Er wusste nicht, was Jesus tun würde; er legte die Sache einfach in die Hand des Herrn und überließ sie ihm. Welch ein Glaube! Diejenigen, die mit einem demütigen Geist und einem Herzen des Glaubens zu Jesus kommen, werden niemals vernachlässigt. Da geschieht ein göttliches Eingreifen.

Die Barmherzigkeit Jesu

Jesus sieht diesen Mann und er sieht seinen Zustand. Er schreckt nicht ängstlich vor dem Aussätzigen zurück, wie es der Rest der Leute tut. Er ist nicht abgestoßen von seinem Aussehen oder von seinem Geruch. Es wird uns gesagt, dass Jesus „von Mitleid ergriffen“ ist.

Jesus liebte diesen Mann, wie andere einen Bruder oder einen Sohn lieben würden! Dann tat Jesus etwas sehr Seltsames: „Er streckte seine Hand aus,  die ihn berührte“. Er schaute Jesus mit Tränen in den Augen an. Es war schon Jahre her, dass jemand diesen Mann berührt hatte. Es war Jahre her, dass dieser Mann seine Frau oder seine Kinder gehalten hatte. Er war isoliert und allein gewesen!

Aber Jesus berührte ihn! Er bricht die „Nicht berühren“-Regel. Es ist nicht der Aussätzige, der ansteckend ist, sondern Jesus! Der Aussätzige überträgt nicht seine Unreinheit auf Jesus, sondern Jesus überträgt seine Ganzheit und Heiligkeit auf den Aussätzigen und macht ihn rein! Oh, wie herrlich muss sich diese eine Berührung für diesen Mann angefühlt haben! 

Der Befehl des Jesus

Alles änderte sich, als der Meister sprach! Der Mann war begeistert von dem, was Jesus für ihn getan hatte. Es war ein Wunder. Es hatte sein Leben verändert. Dem Aussätzigen sagte Jesus jedoch ausdrücklich, er solle zum Priester gehen und sich offiziell für gereinigt erklären lassen, damit er wieder in die Gesellschaft eintreten könne. Und befahl ihm: „Erzählt  niemand etwas davon“. Er gehorchte Jesus nicht und ging zu allen, die er finden konnte.

Jesus und der Aussätzige tauschen die Plätze

Das ist ironisch. Der Aussätzige musste außerhalb der Städte leben, aber Jesus konnte sich innerhalb der Städte frei bewegen. Nachdem Jesus den Mann geheilt hatte, konnte der Mann frei innerhalb der Stadt leben, aber Jesus musste außerhalb der Städte bleiben.

Es ist, als hätten sie den Ort gewechselt. Der Evangelist Markus sagt, dass Jesus ‚nirgendwo öffentlich eine Stadt betreten konnte.‘ Manche sehen das als einen Hinweis auf das, was für Jesus noch kommen wird. Jesus tauscht den Platz mit den Aussätzigen der Welt. Jesus tauscht den Platz für die Sünder dieser Welt. Anstatt dass wir ans Kreuz gehen, geht Jesus ans Kreuz. Anstatt dass wir für unser Versagen und unsere Schwäche sterben, stirbt Jesus für unsere Sünden.

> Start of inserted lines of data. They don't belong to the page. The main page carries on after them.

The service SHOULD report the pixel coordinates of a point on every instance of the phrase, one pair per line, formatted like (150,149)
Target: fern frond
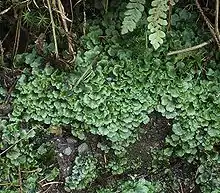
(133,14)
(157,20)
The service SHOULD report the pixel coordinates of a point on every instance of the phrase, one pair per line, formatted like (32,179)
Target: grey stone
(83,148)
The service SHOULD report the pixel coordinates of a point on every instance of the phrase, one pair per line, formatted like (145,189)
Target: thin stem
(191,48)
(208,23)
(53,28)
(217,19)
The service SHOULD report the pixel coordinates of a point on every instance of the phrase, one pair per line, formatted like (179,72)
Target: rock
(83,148)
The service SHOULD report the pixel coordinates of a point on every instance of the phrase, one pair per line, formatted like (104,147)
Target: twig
(49,183)
(17,36)
(9,184)
(181,187)
(71,9)
(6,10)
(14,143)
(208,23)
(191,48)
(53,28)
(2,54)
(63,18)
(217,19)
(20,179)
(84,17)
(169,16)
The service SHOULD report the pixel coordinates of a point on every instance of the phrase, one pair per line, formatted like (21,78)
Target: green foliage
(35,19)
(84,172)
(133,186)
(133,14)
(115,86)
(157,20)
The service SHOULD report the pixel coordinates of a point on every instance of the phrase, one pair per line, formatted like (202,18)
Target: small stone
(67,151)
(83,148)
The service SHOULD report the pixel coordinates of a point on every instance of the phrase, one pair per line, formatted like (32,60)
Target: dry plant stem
(71,9)
(208,23)
(20,179)
(49,183)
(6,10)
(191,48)
(17,36)
(217,19)
(169,16)
(84,17)
(53,28)
(2,54)
(62,15)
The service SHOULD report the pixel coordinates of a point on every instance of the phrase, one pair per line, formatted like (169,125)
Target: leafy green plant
(115,85)
(132,15)
(157,19)
(84,172)
(133,186)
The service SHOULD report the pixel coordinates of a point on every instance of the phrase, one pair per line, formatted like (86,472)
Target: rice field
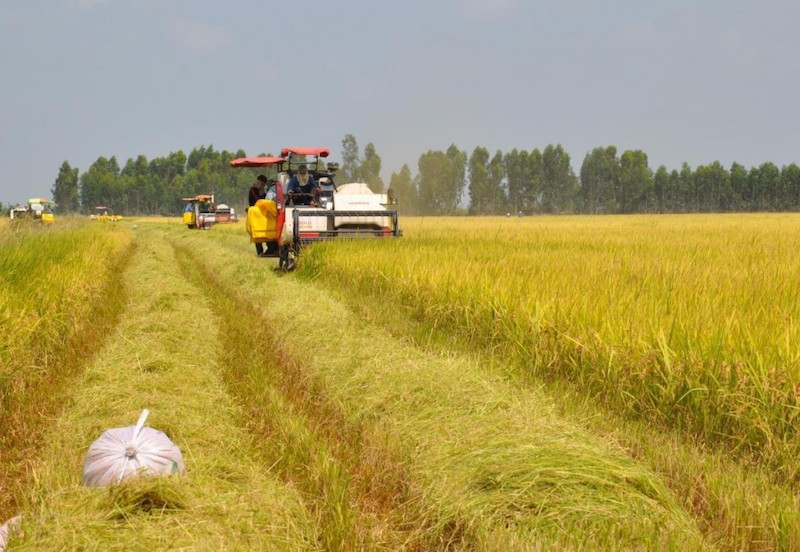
(690,322)
(546,383)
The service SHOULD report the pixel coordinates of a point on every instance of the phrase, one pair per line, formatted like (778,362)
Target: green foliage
(65,189)
(370,169)
(404,191)
(518,181)
(351,160)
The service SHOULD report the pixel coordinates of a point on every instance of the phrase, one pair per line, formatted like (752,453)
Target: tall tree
(790,186)
(480,193)
(497,180)
(98,184)
(600,181)
(65,189)
(370,169)
(559,186)
(661,183)
(434,183)
(458,177)
(351,160)
(636,182)
(739,187)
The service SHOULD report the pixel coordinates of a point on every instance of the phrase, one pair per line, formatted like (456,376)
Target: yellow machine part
(262,221)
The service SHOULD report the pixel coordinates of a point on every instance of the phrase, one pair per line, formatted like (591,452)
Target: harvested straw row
(162,356)
(490,465)
(59,287)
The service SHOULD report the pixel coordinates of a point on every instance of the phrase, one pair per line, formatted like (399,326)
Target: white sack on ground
(7,529)
(123,451)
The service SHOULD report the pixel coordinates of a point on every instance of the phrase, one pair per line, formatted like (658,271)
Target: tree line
(449,182)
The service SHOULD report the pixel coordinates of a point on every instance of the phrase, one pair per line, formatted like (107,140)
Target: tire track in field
(358,491)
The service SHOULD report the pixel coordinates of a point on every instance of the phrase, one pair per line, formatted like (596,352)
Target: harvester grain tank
(289,220)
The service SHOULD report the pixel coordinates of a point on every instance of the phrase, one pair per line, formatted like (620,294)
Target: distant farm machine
(286,221)
(101,213)
(39,209)
(201,212)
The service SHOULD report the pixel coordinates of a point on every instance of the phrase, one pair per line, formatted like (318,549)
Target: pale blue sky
(683,80)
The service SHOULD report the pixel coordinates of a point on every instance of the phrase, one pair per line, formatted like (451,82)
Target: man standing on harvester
(302,187)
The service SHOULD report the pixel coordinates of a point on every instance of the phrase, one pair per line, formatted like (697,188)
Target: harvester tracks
(357,489)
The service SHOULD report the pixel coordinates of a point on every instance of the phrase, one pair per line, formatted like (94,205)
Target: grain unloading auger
(288,219)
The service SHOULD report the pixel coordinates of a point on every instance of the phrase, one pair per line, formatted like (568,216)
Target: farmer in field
(304,184)
(257,191)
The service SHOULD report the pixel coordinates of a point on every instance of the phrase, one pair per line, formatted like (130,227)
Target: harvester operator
(302,187)
(257,192)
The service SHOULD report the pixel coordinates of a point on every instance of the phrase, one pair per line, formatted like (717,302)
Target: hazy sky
(683,80)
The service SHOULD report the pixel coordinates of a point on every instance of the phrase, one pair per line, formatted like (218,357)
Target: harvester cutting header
(302,204)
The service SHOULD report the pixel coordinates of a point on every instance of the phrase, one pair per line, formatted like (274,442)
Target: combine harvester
(39,209)
(286,221)
(200,212)
(101,214)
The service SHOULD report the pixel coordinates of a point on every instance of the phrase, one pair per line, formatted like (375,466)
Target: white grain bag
(7,529)
(125,451)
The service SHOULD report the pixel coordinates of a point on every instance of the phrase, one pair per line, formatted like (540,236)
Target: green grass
(164,355)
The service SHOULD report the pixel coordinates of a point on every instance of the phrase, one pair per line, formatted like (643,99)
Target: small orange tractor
(200,212)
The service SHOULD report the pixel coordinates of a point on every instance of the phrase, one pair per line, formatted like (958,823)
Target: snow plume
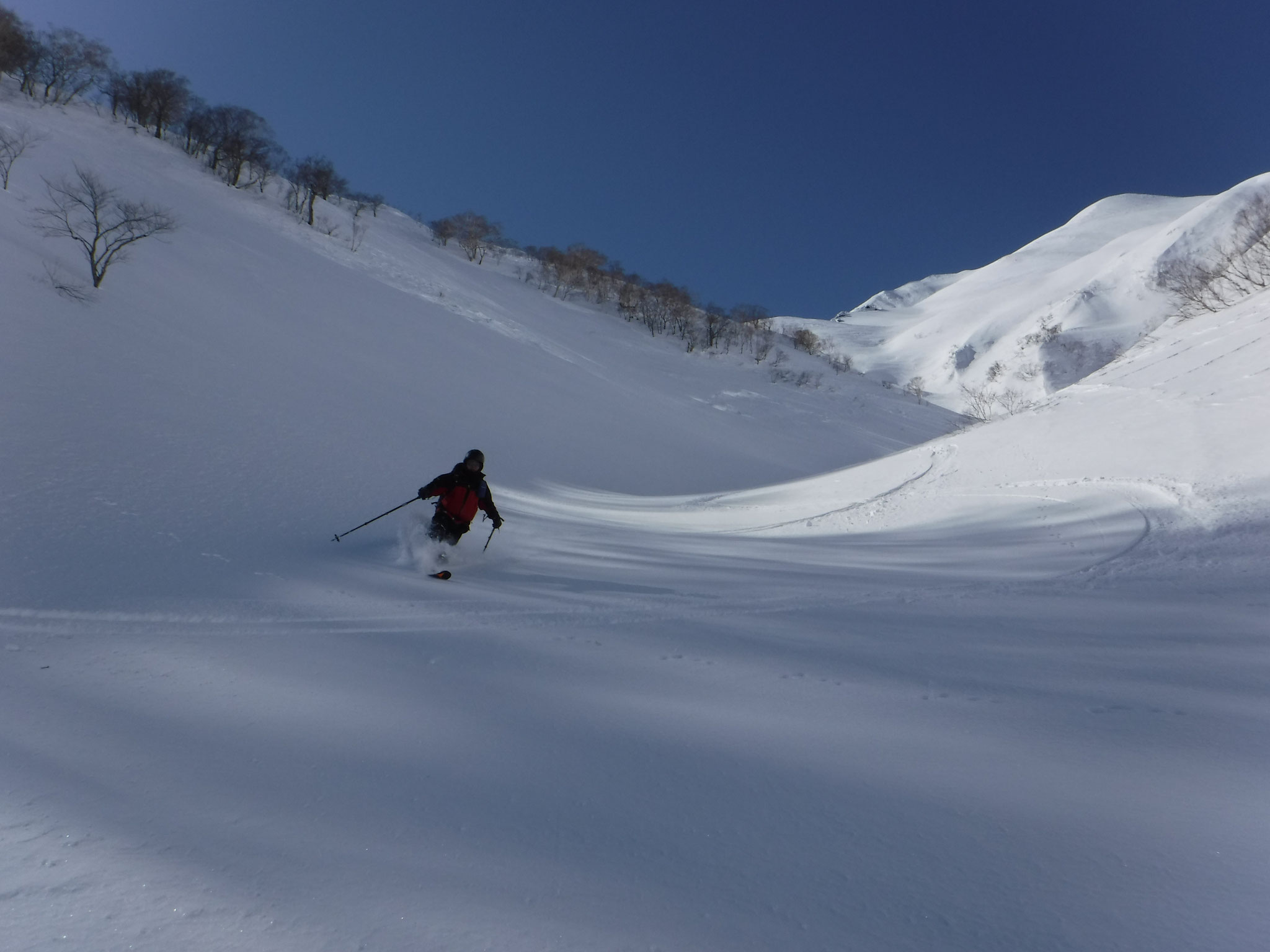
(750,668)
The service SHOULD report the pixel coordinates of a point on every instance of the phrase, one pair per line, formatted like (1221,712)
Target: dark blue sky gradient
(799,155)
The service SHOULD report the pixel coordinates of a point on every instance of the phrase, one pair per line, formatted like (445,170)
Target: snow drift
(758,668)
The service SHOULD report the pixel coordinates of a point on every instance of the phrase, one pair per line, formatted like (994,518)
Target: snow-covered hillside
(248,381)
(1044,316)
(861,682)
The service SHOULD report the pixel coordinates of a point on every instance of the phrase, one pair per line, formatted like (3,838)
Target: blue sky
(798,155)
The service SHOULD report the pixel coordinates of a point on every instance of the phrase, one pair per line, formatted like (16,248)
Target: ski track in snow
(819,674)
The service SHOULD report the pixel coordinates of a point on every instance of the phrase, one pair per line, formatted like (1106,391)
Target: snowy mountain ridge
(751,667)
(1046,316)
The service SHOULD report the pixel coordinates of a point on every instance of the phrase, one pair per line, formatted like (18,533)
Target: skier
(463,491)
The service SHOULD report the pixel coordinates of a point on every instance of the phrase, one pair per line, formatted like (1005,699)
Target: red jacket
(463,493)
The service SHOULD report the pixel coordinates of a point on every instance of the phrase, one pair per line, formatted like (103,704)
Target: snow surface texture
(995,690)
(1043,318)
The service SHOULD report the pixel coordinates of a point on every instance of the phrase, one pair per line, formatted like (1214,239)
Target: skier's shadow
(564,583)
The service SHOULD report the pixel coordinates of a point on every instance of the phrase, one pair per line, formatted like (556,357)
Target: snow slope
(247,381)
(1002,690)
(1044,316)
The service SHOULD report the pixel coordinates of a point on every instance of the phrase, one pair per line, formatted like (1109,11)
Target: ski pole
(378,517)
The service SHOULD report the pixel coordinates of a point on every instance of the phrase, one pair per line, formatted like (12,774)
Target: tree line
(60,65)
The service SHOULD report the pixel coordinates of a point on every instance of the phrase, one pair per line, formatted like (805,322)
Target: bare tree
(70,64)
(1236,267)
(442,230)
(714,322)
(807,339)
(16,41)
(1013,402)
(762,343)
(840,362)
(978,403)
(318,178)
(13,144)
(91,214)
(475,234)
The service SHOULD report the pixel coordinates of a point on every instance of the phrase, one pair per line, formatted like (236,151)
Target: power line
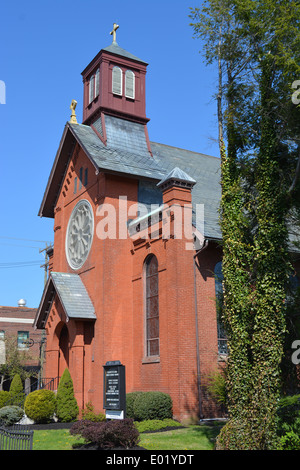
(26,239)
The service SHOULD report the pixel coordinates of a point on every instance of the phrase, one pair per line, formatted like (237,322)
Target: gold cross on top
(114,32)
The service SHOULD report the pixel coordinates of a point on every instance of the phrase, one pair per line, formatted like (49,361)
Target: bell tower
(114,84)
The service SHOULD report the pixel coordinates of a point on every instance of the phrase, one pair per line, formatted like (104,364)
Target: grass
(189,438)
(54,439)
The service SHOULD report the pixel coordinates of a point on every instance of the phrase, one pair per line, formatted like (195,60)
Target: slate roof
(72,294)
(206,171)
(114,48)
(125,151)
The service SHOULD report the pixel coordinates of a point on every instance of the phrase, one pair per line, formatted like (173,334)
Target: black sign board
(114,393)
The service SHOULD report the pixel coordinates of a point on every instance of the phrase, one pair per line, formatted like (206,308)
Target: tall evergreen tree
(257,49)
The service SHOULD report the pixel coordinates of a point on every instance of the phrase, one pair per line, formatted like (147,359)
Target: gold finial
(73,119)
(114,32)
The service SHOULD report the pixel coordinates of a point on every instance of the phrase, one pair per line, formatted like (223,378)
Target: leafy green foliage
(257,48)
(89,414)
(149,405)
(40,406)
(66,405)
(4,398)
(16,391)
(11,415)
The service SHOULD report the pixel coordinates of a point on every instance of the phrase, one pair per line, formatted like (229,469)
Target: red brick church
(136,248)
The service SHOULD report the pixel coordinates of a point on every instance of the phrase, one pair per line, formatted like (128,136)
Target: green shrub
(40,405)
(66,405)
(11,414)
(290,441)
(288,414)
(130,399)
(4,398)
(152,405)
(89,414)
(17,391)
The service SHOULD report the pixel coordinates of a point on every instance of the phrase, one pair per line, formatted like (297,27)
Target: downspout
(204,246)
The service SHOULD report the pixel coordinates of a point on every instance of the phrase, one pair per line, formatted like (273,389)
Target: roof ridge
(185,150)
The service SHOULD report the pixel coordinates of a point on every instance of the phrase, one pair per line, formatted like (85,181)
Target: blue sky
(44,46)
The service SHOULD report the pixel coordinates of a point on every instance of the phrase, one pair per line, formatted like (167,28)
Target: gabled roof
(126,153)
(72,294)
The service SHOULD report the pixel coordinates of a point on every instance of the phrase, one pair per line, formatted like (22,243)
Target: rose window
(79,234)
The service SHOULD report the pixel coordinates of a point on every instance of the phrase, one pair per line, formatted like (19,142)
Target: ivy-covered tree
(256,46)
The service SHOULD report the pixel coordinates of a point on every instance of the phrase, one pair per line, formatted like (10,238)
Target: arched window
(129,84)
(151,306)
(222,339)
(117,81)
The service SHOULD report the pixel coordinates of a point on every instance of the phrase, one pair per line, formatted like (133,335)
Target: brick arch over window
(151,305)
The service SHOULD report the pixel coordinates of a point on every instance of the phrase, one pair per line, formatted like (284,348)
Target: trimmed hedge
(4,398)
(40,405)
(11,414)
(148,405)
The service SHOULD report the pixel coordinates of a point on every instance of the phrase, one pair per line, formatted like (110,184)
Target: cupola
(114,83)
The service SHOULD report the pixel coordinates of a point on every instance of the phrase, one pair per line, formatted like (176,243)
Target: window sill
(150,359)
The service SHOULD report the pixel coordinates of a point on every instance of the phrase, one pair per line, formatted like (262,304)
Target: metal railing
(16,437)
(46,383)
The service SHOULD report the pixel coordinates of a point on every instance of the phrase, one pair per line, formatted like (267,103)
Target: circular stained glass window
(79,234)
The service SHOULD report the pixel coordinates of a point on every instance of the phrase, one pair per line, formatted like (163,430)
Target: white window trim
(121,84)
(91,88)
(133,84)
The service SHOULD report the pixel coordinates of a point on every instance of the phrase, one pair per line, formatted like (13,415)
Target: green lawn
(189,438)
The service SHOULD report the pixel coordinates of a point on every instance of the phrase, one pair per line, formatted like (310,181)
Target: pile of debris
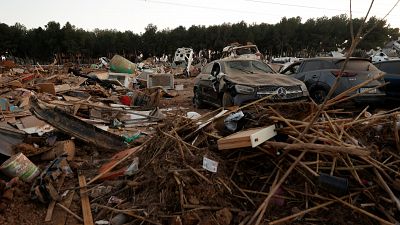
(80,146)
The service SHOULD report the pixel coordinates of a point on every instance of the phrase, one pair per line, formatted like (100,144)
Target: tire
(227,100)
(318,95)
(197,102)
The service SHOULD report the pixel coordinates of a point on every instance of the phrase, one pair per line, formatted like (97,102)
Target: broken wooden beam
(318,147)
(248,138)
(86,211)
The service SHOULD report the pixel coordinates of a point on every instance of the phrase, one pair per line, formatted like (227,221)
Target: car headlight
(303,88)
(244,89)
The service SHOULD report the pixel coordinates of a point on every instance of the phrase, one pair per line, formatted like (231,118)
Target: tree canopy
(288,37)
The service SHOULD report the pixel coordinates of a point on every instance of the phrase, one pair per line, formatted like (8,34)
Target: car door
(392,70)
(207,83)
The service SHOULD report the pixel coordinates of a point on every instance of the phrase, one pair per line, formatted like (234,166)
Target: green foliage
(288,37)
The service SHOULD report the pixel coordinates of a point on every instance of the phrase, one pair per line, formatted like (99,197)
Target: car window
(292,69)
(262,67)
(249,66)
(208,68)
(317,65)
(390,67)
(216,69)
(358,65)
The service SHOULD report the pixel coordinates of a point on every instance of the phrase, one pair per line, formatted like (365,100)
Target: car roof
(235,59)
(387,61)
(335,59)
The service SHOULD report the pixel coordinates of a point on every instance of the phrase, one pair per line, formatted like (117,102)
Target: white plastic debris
(193,115)
(210,165)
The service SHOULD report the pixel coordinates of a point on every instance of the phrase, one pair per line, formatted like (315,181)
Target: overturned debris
(76,127)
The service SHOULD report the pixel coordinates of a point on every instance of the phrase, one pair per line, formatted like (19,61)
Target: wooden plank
(47,88)
(50,210)
(60,215)
(86,211)
(247,138)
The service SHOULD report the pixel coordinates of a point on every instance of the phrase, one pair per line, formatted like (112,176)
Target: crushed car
(319,75)
(243,51)
(235,81)
(392,76)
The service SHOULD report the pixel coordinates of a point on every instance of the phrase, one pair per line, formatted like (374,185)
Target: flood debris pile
(335,169)
(87,151)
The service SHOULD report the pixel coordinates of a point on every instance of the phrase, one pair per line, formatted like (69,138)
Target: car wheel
(227,100)
(318,95)
(198,103)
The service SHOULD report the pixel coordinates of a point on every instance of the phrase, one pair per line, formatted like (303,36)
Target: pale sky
(135,15)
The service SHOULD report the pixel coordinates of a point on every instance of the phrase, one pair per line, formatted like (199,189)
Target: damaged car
(319,74)
(227,82)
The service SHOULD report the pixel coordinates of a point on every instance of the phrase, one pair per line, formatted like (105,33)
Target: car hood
(258,80)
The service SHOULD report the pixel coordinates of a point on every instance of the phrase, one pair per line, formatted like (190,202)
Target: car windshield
(358,65)
(249,66)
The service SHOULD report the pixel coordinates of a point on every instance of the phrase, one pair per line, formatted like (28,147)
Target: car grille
(281,92)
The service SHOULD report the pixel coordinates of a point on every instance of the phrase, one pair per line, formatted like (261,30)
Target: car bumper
(378,98)
(240,99)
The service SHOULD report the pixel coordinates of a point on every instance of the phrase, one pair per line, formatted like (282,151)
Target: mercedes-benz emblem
(281,92)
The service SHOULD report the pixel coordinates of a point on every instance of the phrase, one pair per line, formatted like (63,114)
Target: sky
(135,15)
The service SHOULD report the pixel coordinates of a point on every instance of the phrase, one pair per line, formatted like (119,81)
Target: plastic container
(20,166)
(336,185)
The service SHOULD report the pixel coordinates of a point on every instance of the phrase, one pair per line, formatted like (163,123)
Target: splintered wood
(248,138)
(344,169)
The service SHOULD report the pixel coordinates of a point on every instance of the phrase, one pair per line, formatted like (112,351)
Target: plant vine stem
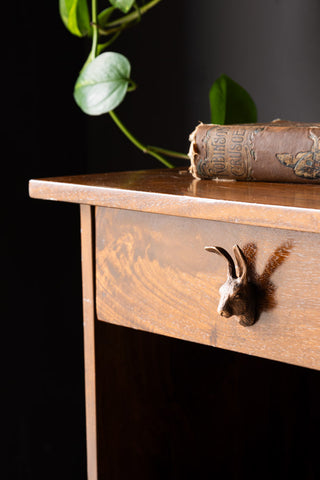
(136,142)
(95,32)
(134,15)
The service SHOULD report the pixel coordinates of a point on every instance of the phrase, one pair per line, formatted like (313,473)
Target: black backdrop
(192,409)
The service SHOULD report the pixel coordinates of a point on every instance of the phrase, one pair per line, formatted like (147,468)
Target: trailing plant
(105,77)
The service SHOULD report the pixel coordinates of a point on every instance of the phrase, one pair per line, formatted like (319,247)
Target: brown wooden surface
(175,192)
(153,274)
(87,250)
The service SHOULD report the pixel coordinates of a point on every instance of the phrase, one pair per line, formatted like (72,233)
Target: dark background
(177,408)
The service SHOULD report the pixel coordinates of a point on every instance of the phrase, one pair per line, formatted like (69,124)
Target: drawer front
(153,274)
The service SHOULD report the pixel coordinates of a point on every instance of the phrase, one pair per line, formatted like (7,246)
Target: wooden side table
(145,267)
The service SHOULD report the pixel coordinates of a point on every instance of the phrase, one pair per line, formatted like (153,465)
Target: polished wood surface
(144,267)
(153,274)
(176,192)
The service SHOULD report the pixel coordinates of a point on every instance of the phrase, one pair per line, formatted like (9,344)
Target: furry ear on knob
(237,294)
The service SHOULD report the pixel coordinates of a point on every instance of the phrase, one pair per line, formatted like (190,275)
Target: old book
(279,151)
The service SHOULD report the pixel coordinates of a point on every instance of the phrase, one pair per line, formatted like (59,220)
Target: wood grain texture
(153,274)
(176,192)
(87,250)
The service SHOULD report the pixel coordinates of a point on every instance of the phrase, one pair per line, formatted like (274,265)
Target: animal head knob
(237,296)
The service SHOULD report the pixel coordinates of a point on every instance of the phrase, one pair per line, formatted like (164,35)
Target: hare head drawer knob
(237,294)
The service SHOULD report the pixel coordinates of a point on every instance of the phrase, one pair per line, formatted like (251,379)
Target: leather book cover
(279,151)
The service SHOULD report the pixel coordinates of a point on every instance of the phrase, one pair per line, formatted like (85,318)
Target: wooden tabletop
(176,192)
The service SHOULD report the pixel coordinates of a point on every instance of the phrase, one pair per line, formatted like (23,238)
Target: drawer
(153,274)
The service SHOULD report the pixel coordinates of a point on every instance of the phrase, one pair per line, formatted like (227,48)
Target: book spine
(275,152)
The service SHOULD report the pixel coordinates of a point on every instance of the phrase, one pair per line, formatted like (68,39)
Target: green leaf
(75,16)
(230,103)
(123,5)
(103,83)
(105,15)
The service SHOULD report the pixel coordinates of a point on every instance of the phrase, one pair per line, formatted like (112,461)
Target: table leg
(87,262)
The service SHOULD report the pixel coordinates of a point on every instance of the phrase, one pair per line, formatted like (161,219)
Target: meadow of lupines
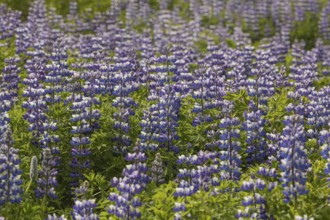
(165,109)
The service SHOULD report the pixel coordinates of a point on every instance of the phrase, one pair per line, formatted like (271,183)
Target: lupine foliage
(164,109)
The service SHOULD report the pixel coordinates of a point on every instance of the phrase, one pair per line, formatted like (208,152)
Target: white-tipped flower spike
(34,168)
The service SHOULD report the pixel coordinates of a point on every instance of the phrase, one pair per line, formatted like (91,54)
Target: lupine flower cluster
(83,208)
(209,90)
(229,149)
(132,183)
(196,175)
(47,176)
(294,160)
(255,204)
(10,172)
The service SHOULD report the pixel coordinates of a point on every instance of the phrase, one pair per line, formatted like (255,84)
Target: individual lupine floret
(10,173)
(47,176)
(294,159)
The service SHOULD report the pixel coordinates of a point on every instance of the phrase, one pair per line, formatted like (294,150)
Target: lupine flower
(134,180)
(254,127)
(229,148)
(11,77)
(10,173)
(125,83)
(47,176)
(255,205)
(55,217)
(33,168)
(157,172)
(325,150)
(84,210)
(294,160)
(198,176)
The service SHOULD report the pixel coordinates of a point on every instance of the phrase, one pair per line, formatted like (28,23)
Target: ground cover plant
(164,109)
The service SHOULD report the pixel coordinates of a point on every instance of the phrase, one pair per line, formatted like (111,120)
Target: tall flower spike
(132,183)
(325,151)
(157,172)
(47,176)
(34,168)
(229,149)
(294,159)
(10,173)
(83,207)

Uns wird gesagt, dass „Jesus ihn auf seinen Weg schickte“. Jesus gab diesem Mann eine Mission. Jesus hatte sein Leben verändert und nun will Jesus durch sein Leben wirken. Das Gleiche gilt für uns. Jesus hat eine Aufgabe für uns. Er wird uns auch auf eine Mission schicken, mit unseren eigenen Geschichten. Amen.